家庭の食卓を継続的に観察してきた食MAPデータから、コロナ禍2年目における「家飲み」の実態にスポットをあて食卓傾向を探っていく。(i-stock/Mariha-kitchen)

 コロナ禍1年目の2020年3月~21年2月期は、外出自粛などの影響で家庭内におけるアルコール全体の出現が前年比125%と急増した。同時に、飲料を使用したアルコール( 以下「割材使用」)も前年比128%となり、家庭内での割材需要増加が読み取れる。コロナ禍2年目の21年3月~22年2月期におけるアルコール全体の出現は、高い水準を維持するも前年比97%と高止まり傾向だが、割材使用は102%と拡大を続けている【図表①】。また、食MAPでアルコール全体の出現を見ると、出現数上位28%のユーザーが食卓出現数の80%を占めている一方で、割材使用は出現数上位17%のユーザーが食卓出現数の80%を占めていることもわかっている。割材使用は拡大傾向だがヘビー層(リピーター)の影響が大きいため、今後はトライアルの獲得やライト層へのアプローチが必要となりそうだ。

「手づくりレモンサワー」は食中酒としての需要も

 割材需要の拡大と併せて、家庭内で「焼酎+炭酸水+レモン」からつくるいわゆる「手づくりレモンサワー」の出現も増加している。レモンサワーのつくり方別構成比を見てみると、「焼酎+炭酸水+レモン」はコロナ禍前から徐々に出現が拡大し、21年3月~22年2月期に大きく増加した。同様に、家庭内で炭酸水を割材として使用する「レモンサワーの素使用」もコロナ禍以降増加した。一方で、缶チューハイなどの「市販品レモンサワー」は減少傾向となった【図表②】。
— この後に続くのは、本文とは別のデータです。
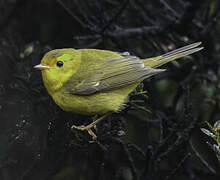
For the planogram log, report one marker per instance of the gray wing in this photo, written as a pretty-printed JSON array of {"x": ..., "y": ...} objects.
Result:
[{"x": 113, "y": 74}]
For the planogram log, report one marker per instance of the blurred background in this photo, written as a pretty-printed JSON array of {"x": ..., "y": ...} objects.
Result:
[{"x": 157, "y": 136}]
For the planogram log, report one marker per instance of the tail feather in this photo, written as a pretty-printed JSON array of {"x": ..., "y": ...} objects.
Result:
[{"x": 170, "y": 56}]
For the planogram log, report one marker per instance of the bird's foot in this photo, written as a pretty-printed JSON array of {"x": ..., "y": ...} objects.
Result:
[{"x": 89, "y": 127}]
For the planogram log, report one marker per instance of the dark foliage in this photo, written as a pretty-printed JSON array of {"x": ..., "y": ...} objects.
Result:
[{"x": 157, "y": 137}]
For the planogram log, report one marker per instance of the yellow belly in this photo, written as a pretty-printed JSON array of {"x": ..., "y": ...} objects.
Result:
[{"x": 98, "y": 103}]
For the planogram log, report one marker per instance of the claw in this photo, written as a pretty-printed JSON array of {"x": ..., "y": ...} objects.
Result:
[{"x": 89, "y": 127}]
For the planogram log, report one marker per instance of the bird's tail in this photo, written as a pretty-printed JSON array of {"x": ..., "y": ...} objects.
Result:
[{"x": 170, "y": 56}]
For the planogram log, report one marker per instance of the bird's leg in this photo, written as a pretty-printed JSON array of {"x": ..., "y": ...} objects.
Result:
[{"x": 89, "y": 127}]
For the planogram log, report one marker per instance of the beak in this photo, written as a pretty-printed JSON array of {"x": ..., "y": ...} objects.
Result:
[{"x": 41, "y": 67}]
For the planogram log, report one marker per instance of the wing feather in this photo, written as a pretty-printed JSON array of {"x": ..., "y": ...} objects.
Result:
[{"x": 113, "y": 74}]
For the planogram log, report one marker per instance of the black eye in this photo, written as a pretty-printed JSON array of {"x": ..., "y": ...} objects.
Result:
[{"x": 59, "y": 63}]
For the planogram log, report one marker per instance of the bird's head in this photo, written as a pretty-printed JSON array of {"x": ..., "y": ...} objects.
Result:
[{"x": 58, "y": 66}]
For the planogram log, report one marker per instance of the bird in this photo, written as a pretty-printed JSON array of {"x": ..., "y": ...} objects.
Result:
[{"x": 97, "y": 82}]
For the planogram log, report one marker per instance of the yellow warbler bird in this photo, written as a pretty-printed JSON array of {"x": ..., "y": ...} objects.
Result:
[{"x": 96, "y": 82}]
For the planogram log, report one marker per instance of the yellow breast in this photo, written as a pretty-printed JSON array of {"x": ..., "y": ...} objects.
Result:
[{"x": 98, "y": 103}]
 コロナ禍では炭酸水自体の出現が拡大し、アルコールへの割材使用だけでなく、そのまま飲む用途も増加した。炭酸水が持つ、飲料にも割材にも使用できる汎用性が、割材使用拡大の背景のひとつにありそうだ。そのほかには、食中酒としての需要も考えられる。食MAPでレモンサワーの食卓機会別出現割合をつくり方別に見てみると、「市販品レモンサワー」は夕食の割合が88%であるのに対し、「焼酎+炭酸水+レモン」は夕食の割合が94%となることから食中酒需要を推測することができる。自分好みのアルコール度数に調整ができるほか、甘さが抑えられる点が食事と合わせやすいのかもしれない。

 家飲みが定着したなかでアルコールの楽しみ方にも変化が見られ、今後も継続的に動向を把握する必要がありそうだ。

食MAP®とは、株式会社ライフスケープマーケティングが提供するマーケティング情報システム。1998年10月から首都圏30km圏内在住の主婦世帯を対象に、食品の購買、調理、消費までをパネル形式で調査したもの。